Nous avons une autre lettre
très intéressante de Frédéric à son frère cadet Charles, qui entre dans
la Société de St-Vincent de Paul. Les conseils qu'il lui donne sont
toujours d'actualité:
"... La Société de saint
Vincent de Paul te prépare sans doute ces jouissances de pieuse
fraternité que j'y ai trouvées nombreuses et si douces. Il me semble, je
ne sais pourquoi, que je suis tout heureux et tout fier de t'y voir
entrer.
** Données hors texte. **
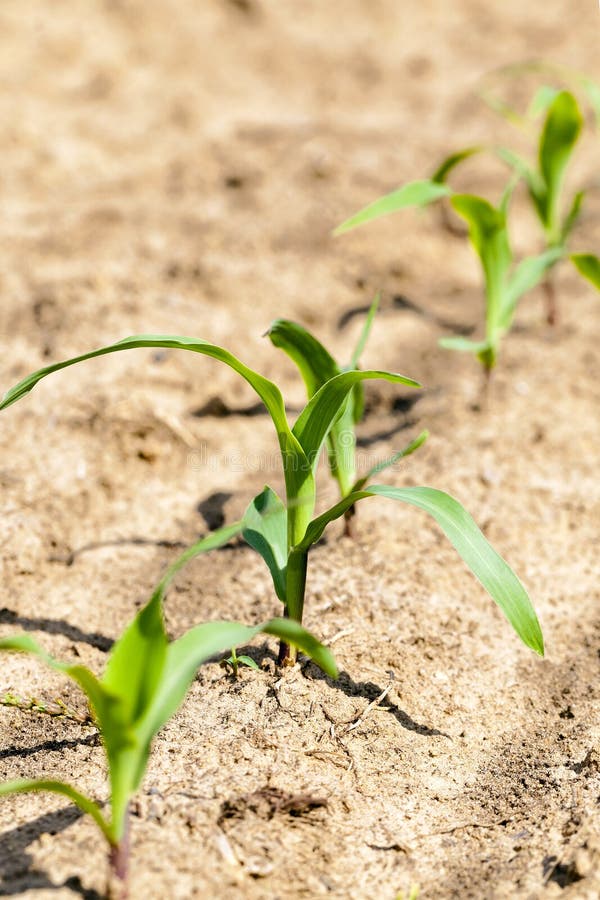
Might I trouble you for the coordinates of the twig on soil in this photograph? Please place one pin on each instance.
(336, 637)
(463, 826)
(58, 709)
(372, 705)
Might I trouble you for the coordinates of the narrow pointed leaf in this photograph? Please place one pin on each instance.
(26, 785)
(298, 475)
(315, 363)
(525, 277)
(559, 136)
(315, 421)
(136, 662)
(489, 568)
(534, 181)
(265, 529)
(572, 216)
(489, 236)
(452, 161)
(413, 194)
(108, 707)
(588, 265)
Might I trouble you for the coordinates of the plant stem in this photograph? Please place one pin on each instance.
(349, 521)
(295, 588)
(551, 304)
(118, 860)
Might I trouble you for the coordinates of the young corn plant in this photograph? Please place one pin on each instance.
(283, 531)
(557, 214)
(317, 367)
(145, 682)
(504, 282)
(545, 180)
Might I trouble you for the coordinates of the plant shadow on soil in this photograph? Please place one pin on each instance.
(56, 626)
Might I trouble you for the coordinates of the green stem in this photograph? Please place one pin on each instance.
(294, 607)
(118, 859)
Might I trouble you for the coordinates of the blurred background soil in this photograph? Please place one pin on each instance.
(177, 167)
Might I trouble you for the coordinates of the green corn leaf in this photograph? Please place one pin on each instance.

C'est un lien de plus entre nous: cela nous rapproche en te
mettant pour ainsi dire plus à ma portée ; c'est un point sur lequel
nous serons toujours sûrs de nous entendre. Cependant ton extrême
jeunesse a besoin de certains ménagements: je pense bien par exemple
qu'on ne t'envoie pas seul visiter les familles pauvres. Il ne faudrait
pas non plus que le service des Militaires prît sur tes devoirs ou sur
le repos dont tu as besoin. Ces restrictions faites, tu dois porter un
joyeux dévouement à des oeuvres placées sous le patronage d'un si bon
saint et qui ont reçu de la Providence de si incroyables bénédictions.
Voici huit ans que se
forma la première Conférence à Paris: nous étions huit. Aujourd'hui nos
rangs comptent plus de deux mille jeunes gens. Nous envahissons toutes
les écoles, toutes les classes de la société, toutes les villes de
quelque importance. Trois nouvelles sections viennent de se former à
Besançon, Amiens et Douai..." (Lettre du 19 mai 1841 à Charles
Ozanam)
En septembre 1845
Ozanam rappelle à la Société de St-Vincent de Paul de Mexico, les
fondements de cette oeuvre de charité:
"...Notre premier objet
fut d'affermir la foi et de ranimer la charité dans la jeunesse
catholique, d'en resserrer les rangs par des amitiés édifiantes et
solides, et de former ainsi une génération nouvelle, capable de réparer,
s'il se peut, le mal que l'impiété a fait dans notre pays.
Le premier moyen de
réaliser ce dessein fut de nous rassembler toutes les semaines,
d'apprendre ainsi à nous connaître et à nous aimer; et afin de donner un
intérêt à nos assemblées, nous entreprîmes la visite des pauvres à
domicile: nous leur portâmes du pain, des secours temporels de plusieurs
genres, et surtout de bons livres et de bons conseils... Cette sociéé,
fondée il y a douze ans par huit jeunes gens très obscurs, compte
aujourd'hui près de dix mille membres, dans cent trente trois villes ;
et elle s'est établie en Angleterre, en Ecosse, en Irlande, en Belgique,
en Italie..." (Lettre du 19 septembre 1845)
Février 1851
A Paris, la Société de St
Vincent de Paul poursuit son essor :
"...Ici nous avons deux
grandes besognes: une organisation plus vigoureuse de la Société en
France, et son établissement en Allemagne. Les progrès ne sont que trop
rapides et toute notre peine est de les régler. A Paris les cinq
conférences du quartier latin viennent de se réunir pour soutenir en
commun plusieurs bonnes oeuvres, et elles ont eu l'heureuse idée
d'occuper la maison qui fut le berceau de notre association, place de
l'Estrapade n°11. On y a fait un cercle catholique, des Écoles, un
patronage. Il serait souhaitable que les conférences des autres
quartiers se réunissent de même: à mesure qu'on multiplie le nombre, il
faudrait aussi multiplier les liens..." (Lettre du 21 février 1851
au docteur Edouard Dufresne)
En novembre 1834, les
confrères sont plus de 100. Le 31 décembre 1834, trois rameaux se
détachent du tronc initial: la Conférence de Saint-Étienne-du-Mont,
pour aller constituer les conférences de Saint Sulpice, de
Saint-Philippe-du-Roule, et de Notre-Dame-de-Bonne-Nouvelle.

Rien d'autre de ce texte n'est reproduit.